La bolsa resiste, pero no todo el mercado es tan optimista
Una de las paradojas actuales es que la renta variable ha seguido mostrando una notable resistencia. State Street Global Advisors destaca que el TACO trade y el NACHO trade están conviviendo en el segundo trimestre, con un S&P 500 que ha vuelto a marcar máximos pese al encarecimiento de la energía.
Sin embargo, esa tranquilidad no es uniforme. Petróleo, seguros marítimos y tipos están incorporando más claramente el riesgo de una crisis prolongada, mientras que las bolsas parecen seguir confiando en una eventual solución negociada.
State Street señala que los mercados necesitarían un acuerdo de paz tangible antes de volver a descontar de forma agresiva recortes de tipos por parte de la Reserva Federal. Mientras tanto, un petróleo en torno a los 100 dólares durante los próximos uno a tres meses puede limitar el margen de alivio monetario.
Oro, dólar y petróleo: el tablero macro se complica
El comportamiento del oro también dependerá de la dirección del crudo. Según State Street, si los 100 dólares por barril se consolidan como nuevo equilibrio, el oro podría tener más dificultades para mantener el impulso cerca de los 5.000 dólares por onza.

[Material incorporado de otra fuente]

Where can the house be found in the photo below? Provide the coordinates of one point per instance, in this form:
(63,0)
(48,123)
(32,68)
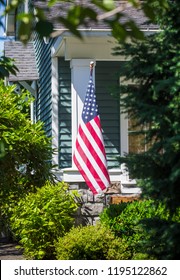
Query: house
(58,79)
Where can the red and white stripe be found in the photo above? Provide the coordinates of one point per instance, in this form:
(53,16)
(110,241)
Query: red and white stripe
(90,157)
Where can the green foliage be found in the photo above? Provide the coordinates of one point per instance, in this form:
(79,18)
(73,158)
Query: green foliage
(40,218)
(77,15)
(150,94)
(136,224)
(25,151)
(90,243)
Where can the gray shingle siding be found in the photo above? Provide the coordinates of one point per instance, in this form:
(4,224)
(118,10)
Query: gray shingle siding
(24,57)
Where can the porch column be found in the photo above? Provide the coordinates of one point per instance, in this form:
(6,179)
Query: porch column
(55,111)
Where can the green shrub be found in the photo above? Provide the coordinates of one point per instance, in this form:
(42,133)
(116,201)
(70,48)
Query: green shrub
(25,151)
(90,243)
(40,218)
(147,228)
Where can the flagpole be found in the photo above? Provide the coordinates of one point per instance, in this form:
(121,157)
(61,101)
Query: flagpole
(91,67)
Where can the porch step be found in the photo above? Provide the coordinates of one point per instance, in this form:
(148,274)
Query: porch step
(130,187)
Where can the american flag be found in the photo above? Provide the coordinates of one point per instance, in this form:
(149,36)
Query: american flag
(89,155)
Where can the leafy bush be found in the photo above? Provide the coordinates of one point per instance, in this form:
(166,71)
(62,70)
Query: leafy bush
(40,218)
(25,150)
(90,243)
(147,227)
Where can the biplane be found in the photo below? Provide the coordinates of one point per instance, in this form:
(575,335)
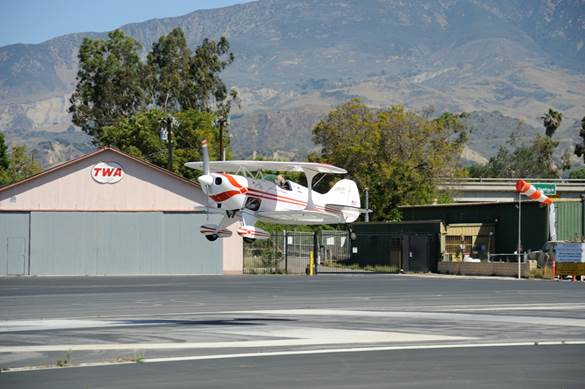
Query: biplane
(242,194)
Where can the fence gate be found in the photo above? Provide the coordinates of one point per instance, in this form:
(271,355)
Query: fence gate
(288,252)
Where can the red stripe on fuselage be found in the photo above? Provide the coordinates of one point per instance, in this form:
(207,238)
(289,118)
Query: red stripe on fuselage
(223,196)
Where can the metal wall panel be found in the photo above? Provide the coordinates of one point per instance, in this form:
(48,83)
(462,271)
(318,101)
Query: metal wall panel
(503,215)
(108,243)
(569,221)
(14,243)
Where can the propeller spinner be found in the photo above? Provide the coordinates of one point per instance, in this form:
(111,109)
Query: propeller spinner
(228,191)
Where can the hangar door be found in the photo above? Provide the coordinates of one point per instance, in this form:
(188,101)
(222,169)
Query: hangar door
(110,243)
(14,243)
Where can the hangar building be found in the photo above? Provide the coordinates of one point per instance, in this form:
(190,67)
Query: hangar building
(108,213)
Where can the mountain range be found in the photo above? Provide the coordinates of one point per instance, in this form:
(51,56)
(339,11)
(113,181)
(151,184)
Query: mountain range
(504,61)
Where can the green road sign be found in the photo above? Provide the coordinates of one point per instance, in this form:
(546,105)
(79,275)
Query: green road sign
(547,188)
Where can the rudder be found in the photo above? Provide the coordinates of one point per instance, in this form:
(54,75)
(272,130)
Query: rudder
(344,192)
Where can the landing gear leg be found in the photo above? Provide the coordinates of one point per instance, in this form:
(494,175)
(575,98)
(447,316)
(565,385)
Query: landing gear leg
(352,235)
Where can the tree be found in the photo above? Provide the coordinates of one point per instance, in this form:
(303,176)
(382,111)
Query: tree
(114,85)
(209,60)
(580,147)
(110,83)
(396,154)
(21,165)
(3,152)
(551,121)
(168,81)
(139,136)
(578,174)
(4,160)
(534,160)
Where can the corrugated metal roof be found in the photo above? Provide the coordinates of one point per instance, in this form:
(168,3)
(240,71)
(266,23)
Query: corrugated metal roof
(94,153)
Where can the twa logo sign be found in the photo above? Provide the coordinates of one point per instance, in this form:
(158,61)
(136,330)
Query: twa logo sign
(107,172)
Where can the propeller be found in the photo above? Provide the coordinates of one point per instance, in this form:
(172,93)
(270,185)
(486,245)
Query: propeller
(206,179)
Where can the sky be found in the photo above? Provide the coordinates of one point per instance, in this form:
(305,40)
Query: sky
(35,21)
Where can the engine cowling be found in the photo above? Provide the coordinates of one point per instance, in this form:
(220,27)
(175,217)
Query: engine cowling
(253,232)
(227,190)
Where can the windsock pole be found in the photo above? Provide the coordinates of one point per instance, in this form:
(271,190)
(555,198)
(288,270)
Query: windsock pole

En cambio, si un acuerdo de paz permite devolver el petróleo hacia los 80 dólares y reabrir Ormuz, el oro podría superar con rapidez esa zona y volver a probar niveles más altos.
La relación puede parecer contraintuitiva, pero responde a las expectativas de tipos reales y política monetaria. Un petróleo más bajo reduciría el temor inflacionista y permitiría al mercado volver a descontar recortes de la Fed, lo que normalmente favorece al oro. Un petróleo persistentemente alto, en cambio, mantiene viva la amenaza de inflación y limita ese margen.
Un cierre eventual, pero sin fecha clara
Aunque el NACHO trade refleja un pesimismo creciente, algunos analistas todavía esperan que el Estrecho de Ormuz se reabra finalmente. Wong recuerda que el bloqueo también perjudica los ingresos de exportación de Irán y que China está presionando para una normalización del tráfico.
El problema es el calendario. El mercado puede aceptar que Ormuz acabará reabriéndose, pero no sabe cuándo ni bajo qué condiciones. Esa falta de visibilidad es suficiente para mantener elevadas las primas de riesgo en petróleo, transporte marítimo, inflación y tipos.
La conclusión para los inversores es que Ormuz ha dejado de ser un ruido geopolítico de corto plazo. Mientras no haya un acuerdo verificable, el NACHO trade seguirá funcionando como una forma simple de describir un entorno más incómodo: energía cara, inflación más persistente, bancos centrales con menos margen y bolsas obligadas a justificar valoraciones elevadas en un escenario macro más exigente.